Troisièmement, il s'agit d'un événement de conformité et de notification, pas seulement d'un ticket informatique. ISE régit l'accès à des systèmes qui traitent couramment des données personnelles et réglementées ; une compromission root de l'appareil relève donc directement des attentes du RGPD, de NIS2 et — pour le secteur financier — de DORA en matière de contrôle d'accès et de remédiation rapide et documentée. En France, les OIV et les entités relevant de la loi de programmation militaire ont des obligations supplémentaires de sécurité et de signalement à l'ANSSI. Pouvoir montrer quels nœuds étaient affectés, quand vous avez corrigé, si vous avez appliqué des iACL entre-temps et ce que vous avez recherché comme preuves d'exploitation, c'est le dossier que régulateurs et auditeurs demanderont en premier.
Que faire maintenant
- Recensez chaque nœud ISE. Trouvez tous les déploiements Cisco ISE et ISE-PIC, y compris les instances de secours, secondaires et de laboratoire — celles qui manquent à votre liste sont celles qui restent non corrigées.
- Corrigez sans délai. Appliquez la version corrigée pour votre branche — 3.1 P12, 3.2 P11, 3.3 P12, 3.4 P7 ou 3.5 P4. Il n'y a aucun contournement, traitez-la donc comme un changement d'urgence, pas comme une fenêtre de maintenance planifiée.
- Restreignez l'accès entre-temps. Tant que chaque nœud n'est pas corrigé, utilisez des iACL pour limiter le trafic vers les interfaces de gestion et d'API d'ISE aux réseaux d'administration de confiance, coupant le chemin distant dont un attaquant a besoin.
- Recherchez des traces d'exploitation. Examinez les journaux ISE et réseau à la recherche d'appels d'API inattendus, de politiques d'accès nouvelles ou modifiées, d'appareils autorisés inconnus et d'activité root. Si un nœud était accessible et non corrigé, enquêtez en supposant qu'il puisse déjà être compromis — et rappelez-vous qu'un attaquant root a pu altérer les journaux.

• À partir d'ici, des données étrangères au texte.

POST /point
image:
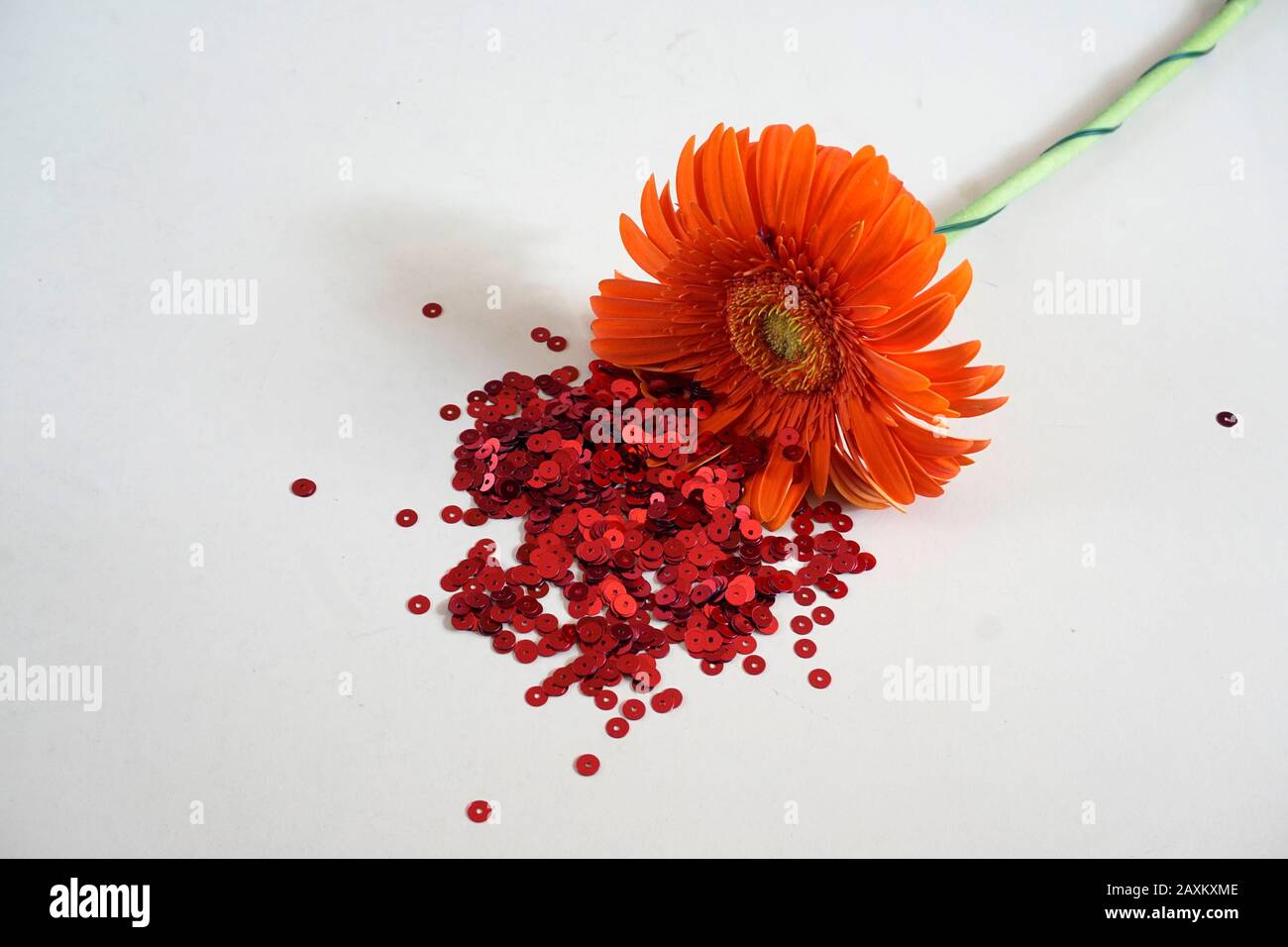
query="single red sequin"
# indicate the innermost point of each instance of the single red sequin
(617, 727)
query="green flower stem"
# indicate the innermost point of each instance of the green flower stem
(1060, 154)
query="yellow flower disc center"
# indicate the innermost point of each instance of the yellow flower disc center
(782, 331)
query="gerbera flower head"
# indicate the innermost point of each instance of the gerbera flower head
(790, 282)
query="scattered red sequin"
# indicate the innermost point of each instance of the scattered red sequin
(617, 727)
(647, 548)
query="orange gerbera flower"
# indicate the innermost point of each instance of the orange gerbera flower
(790, 283)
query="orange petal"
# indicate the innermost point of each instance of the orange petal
(642, 249)
(795, 180)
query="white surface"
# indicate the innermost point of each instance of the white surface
(473, 169)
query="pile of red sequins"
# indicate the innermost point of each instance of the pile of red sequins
(649, 548)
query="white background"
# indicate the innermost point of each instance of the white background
(1111, 684)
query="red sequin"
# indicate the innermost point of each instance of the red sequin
(617, 727)
(645, 549)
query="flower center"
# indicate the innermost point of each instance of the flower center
(782, 331)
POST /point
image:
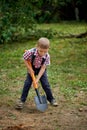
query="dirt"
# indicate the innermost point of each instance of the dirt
(68, 115)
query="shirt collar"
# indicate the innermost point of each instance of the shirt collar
(36, 54)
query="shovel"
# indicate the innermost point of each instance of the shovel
(40, 100)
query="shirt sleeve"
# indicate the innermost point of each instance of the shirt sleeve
(47, 61)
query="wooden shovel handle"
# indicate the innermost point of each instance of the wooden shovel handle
(33, 76)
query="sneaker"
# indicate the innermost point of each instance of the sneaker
(19, 105)
(54, 103)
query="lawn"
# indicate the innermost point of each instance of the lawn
(68, 69)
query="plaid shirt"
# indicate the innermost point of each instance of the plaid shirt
(38, 59)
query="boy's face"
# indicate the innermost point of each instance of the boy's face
(42, 51)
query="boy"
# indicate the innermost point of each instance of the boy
(39, 59)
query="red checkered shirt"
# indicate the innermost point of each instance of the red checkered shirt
(38, 59)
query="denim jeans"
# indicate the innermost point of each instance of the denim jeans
(44, 82)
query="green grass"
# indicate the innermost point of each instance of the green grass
(68, 69)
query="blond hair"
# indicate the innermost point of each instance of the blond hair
(43, 43)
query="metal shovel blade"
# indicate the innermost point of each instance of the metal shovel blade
(41, 106)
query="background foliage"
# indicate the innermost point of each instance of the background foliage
(18, 18)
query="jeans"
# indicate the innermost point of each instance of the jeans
(44, 82)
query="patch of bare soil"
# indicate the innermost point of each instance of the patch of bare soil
(69, 115)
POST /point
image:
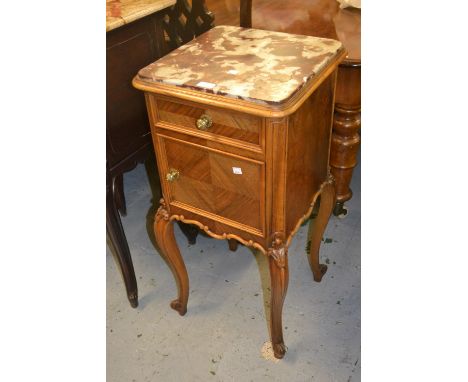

- Contenez et faites tourner, puis testez. Faites tourner les identifiants, certificats et secrets qu'ISE détenait ou pouvait observer, validez l'intégrité de vos politiques d'accès, et ajoutez les boîtiers d'identité et d'accès réseau au périmètre de votre prochain test d'intrusion pour que la prochaine inscription au KEV déclenche l'action automatiquement.
Questions fréquentes
Qu'est-ce que la CVE-2026-76460 ?
C'est une faille critique de contournement d'authentification (CVSS 10.0) dans une API de Cisco Identity Services Engine (ISE) et d'ISE Passive Identity Connector (ISE-PIC). Des contrôles d'authentification insuffisants sur un point d'entrée précis laissent un attaquant distant non authentifié envoyer une requête forgée, contourner l'interface de gestion web et, in fine, exécuter des commandes en root. Les deux produits sont concernés quelle que soit la configuration, et il n'existe aucun contournement.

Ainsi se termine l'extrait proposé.